Cerebral Aneurysm (Unruptured): A brain aneurysm is a weak bulging spot on the wall of a brain artery very much like a thin balloon or weak spot on an inner tube. Aneurysms form from wear and tear on the arteries, and sometimes from injury, infection or an inherited tendency. The primary problem a cerebral aneurysm poses is rupture and hemorrhagic stroke. Patients often experience no symptoms before a rupture occurs. In these cases, the aneurysm may be discovered incidentally, perhaps during an angiogram for carotid artery disease.
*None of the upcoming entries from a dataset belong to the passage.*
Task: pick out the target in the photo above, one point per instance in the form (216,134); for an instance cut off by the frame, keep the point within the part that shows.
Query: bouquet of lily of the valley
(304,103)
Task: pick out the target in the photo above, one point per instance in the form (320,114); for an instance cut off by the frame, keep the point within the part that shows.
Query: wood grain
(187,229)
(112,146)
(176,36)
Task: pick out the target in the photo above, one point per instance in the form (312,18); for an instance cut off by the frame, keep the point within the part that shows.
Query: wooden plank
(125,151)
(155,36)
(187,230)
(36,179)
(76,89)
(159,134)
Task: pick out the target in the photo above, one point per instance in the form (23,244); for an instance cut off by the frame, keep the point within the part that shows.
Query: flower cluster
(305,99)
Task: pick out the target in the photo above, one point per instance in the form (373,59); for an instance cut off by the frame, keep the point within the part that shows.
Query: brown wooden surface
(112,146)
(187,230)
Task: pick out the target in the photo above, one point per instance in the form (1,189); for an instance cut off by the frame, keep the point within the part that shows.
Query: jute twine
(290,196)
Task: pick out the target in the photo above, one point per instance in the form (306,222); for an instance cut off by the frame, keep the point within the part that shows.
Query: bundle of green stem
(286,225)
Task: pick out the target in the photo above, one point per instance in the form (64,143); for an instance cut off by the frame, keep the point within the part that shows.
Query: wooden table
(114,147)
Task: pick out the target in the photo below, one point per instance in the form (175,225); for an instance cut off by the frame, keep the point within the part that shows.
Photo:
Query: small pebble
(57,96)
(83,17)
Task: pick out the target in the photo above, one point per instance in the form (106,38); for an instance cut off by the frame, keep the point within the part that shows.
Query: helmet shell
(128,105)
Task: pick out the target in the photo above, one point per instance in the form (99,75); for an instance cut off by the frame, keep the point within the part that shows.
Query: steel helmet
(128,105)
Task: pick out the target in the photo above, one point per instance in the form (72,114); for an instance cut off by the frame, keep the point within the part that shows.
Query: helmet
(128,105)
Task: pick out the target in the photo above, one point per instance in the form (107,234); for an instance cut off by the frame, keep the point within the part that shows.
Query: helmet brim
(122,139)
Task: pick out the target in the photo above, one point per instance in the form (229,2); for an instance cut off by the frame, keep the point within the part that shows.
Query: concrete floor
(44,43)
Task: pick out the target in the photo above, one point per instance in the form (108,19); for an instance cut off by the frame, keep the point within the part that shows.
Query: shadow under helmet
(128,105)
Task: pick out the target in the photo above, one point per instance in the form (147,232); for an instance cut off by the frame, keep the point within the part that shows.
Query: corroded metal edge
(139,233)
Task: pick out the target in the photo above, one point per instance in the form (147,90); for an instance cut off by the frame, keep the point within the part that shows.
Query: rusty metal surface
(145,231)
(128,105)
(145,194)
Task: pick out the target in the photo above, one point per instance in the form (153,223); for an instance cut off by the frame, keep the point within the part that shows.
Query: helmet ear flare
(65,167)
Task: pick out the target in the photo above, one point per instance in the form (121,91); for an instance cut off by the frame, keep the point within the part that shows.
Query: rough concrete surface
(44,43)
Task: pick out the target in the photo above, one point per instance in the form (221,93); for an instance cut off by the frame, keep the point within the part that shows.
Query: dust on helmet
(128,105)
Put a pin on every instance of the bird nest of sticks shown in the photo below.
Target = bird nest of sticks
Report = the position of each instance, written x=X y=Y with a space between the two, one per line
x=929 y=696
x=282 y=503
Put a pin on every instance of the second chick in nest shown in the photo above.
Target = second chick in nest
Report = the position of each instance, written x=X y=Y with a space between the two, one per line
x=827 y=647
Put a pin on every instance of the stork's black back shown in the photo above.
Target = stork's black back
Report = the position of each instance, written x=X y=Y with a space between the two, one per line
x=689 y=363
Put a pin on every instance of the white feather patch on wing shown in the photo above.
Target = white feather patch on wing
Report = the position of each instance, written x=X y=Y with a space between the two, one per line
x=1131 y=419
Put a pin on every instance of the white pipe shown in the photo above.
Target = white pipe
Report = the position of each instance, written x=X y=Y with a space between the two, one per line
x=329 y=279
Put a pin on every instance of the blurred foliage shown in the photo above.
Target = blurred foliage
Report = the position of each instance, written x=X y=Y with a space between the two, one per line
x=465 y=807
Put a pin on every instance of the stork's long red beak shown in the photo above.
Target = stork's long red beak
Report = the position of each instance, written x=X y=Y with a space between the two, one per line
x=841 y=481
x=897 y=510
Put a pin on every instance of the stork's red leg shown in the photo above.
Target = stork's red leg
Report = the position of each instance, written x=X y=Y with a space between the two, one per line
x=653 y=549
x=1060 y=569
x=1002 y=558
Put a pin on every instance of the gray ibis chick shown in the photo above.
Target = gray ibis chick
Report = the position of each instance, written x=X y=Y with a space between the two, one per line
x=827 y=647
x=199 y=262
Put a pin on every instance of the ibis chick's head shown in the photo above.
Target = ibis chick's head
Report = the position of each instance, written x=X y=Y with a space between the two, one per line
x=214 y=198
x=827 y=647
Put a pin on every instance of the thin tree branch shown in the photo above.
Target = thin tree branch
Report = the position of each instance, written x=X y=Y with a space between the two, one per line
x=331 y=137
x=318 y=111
But sometimes, as an aneurysm grows, it compresses surrounding nerves and brain tissue, causing functional problems. In about 40 percent of cases, people with unruptured aneurysms experience some or all of the following symptoms:
- Peripheral vision deficits
- Thinking or processing problems
- Speech complications
- Perceptual problems
- Sudden changes in behavior
- Loss of balance and coordination
- Decreased concentration
- Short-term memory difficulty
Regardless of their size or whether they are producing symptoms, all aneurysms need prompt evaluation by a vascular neurologist. Appropriate treatment depends on the size and location of the aneurysm and the patient’s medical history. The risk of rupture increases with the size of the aneurysm and time. Evidence suggests that the risk of rupture for most unrepaired small aneurysms (less than 7 millimeters in size) is small. However, within the smaller sizes, some characteristics such as the shape of the aneurysm, location of the aneurysm and previous personal or family history of rupture can make the aneurysm a higher risk.
The most common treatment for both unruptured and ruptured aneurysms is coil embolization. A neurointerventional surgeon advances a small catheter through endovascular approach inside the aneurysm. The entry of a catheter in the blood vessel is either through the main blood vessel of the leg or the arm. This minimally invasive method allows the surgeon to approach the aneurysm from inside the blood vessels. Coils or glue-like material (Onyx) are then deposited within the aneurysm to seal the aneurysm. If the coils are used, they are usually made of complex metallic coats largely consisting of platinum that is inert and MRI friendly.
A more traditional way for treating aneurysm is an open surgical approach where the surgeon opens the cranium by drilling through the bone and blocks the blood flow into the aneurysm by applying a metal clip to its base (neck) where it connects to the blood vessel. This redirects the blood flow along its proper route.